Two commercial types of chickpeas are produced: kabuli and desi. The kabuli or garbanzo type, large-seeded with a thin, delicate and colorless or white seed coat, often is made into snacks (in South Asia), ground into hummus (in the Middle East) or canned whole for the salad bar trade (in North America). The desi type, small-seeded with a thick, hard and colored seed coat, often is exported whole to the Indian subcontinent. The desi type usually is prepared for consumption either by dehulling and splitting or by dehulling and grinding into flour.

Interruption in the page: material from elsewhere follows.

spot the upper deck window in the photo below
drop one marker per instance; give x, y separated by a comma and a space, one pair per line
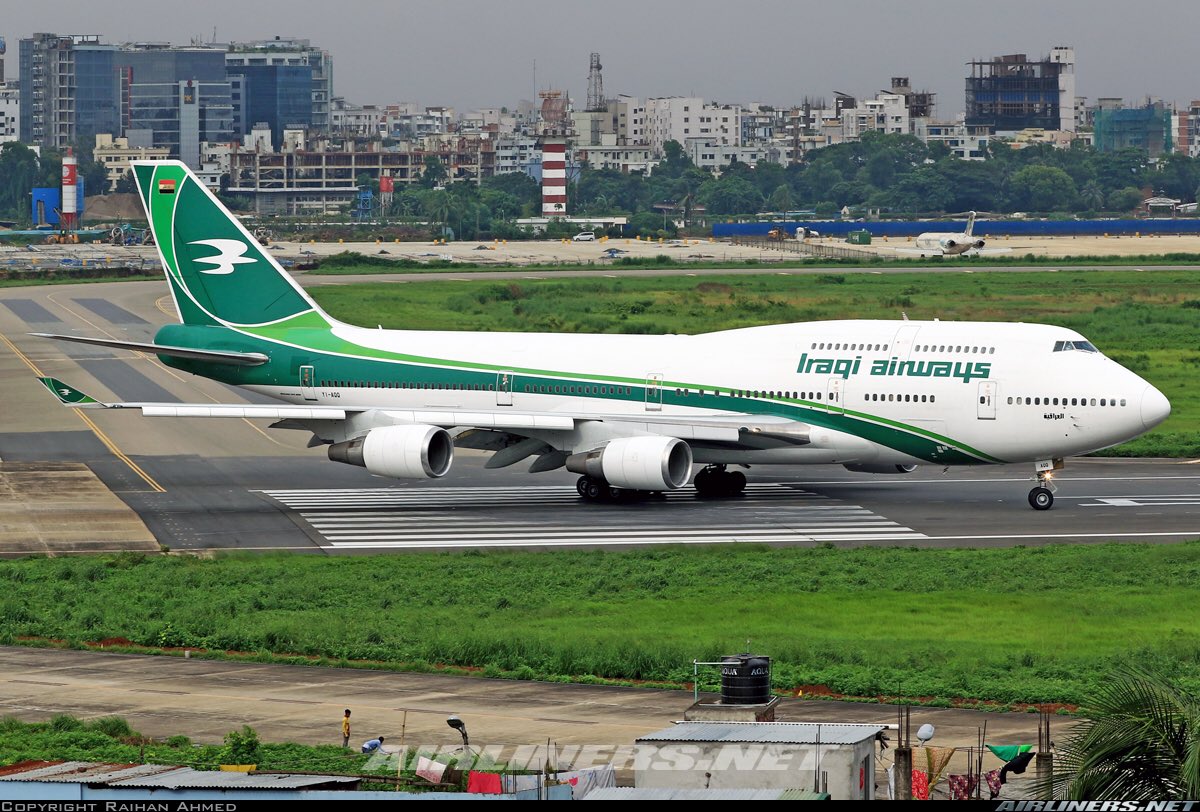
1078, 344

Chickpeas are grown almost exclusively for human consumption, with seed type and ethnic culture determining their use. Chickpeas are an excellent source of protein, fiber, complex carbohydrates, vitamins and minerals. Small volumes of low-quality chickpeas are being used for livestock feed.The two distinct types of chickpeas really are two different crops, each with a separate use and market. There is a small but growing demand for high-quality kabuli chickpeas in North America, where they mainly are used in salad bars and vegetables mixes. They also are used in producing a wide variety of snack foods, soups, sweets and condiments.
About 85 percent to 90 percent of the world chickpea production is the smaller, lower-priced desi while the remainder is the larger, higher-priced kabuli or garbanzo bean. A large portion of chickpeas are consumed in the countries where they are produced. India alone accounted for 56 percent to 72 percent of world production each of the past five years The bulk of the desi type is produced in the Indian subcontinent. India imports significant amounts of chickpeas despite being the world’s largest producer. India and the subcontinent, where chickpeas are a staple in their diet, import mainly the desi type, while countries in the Western Hemisphere, Europe, the Middle East and northern Africa import primarily the kabuli type.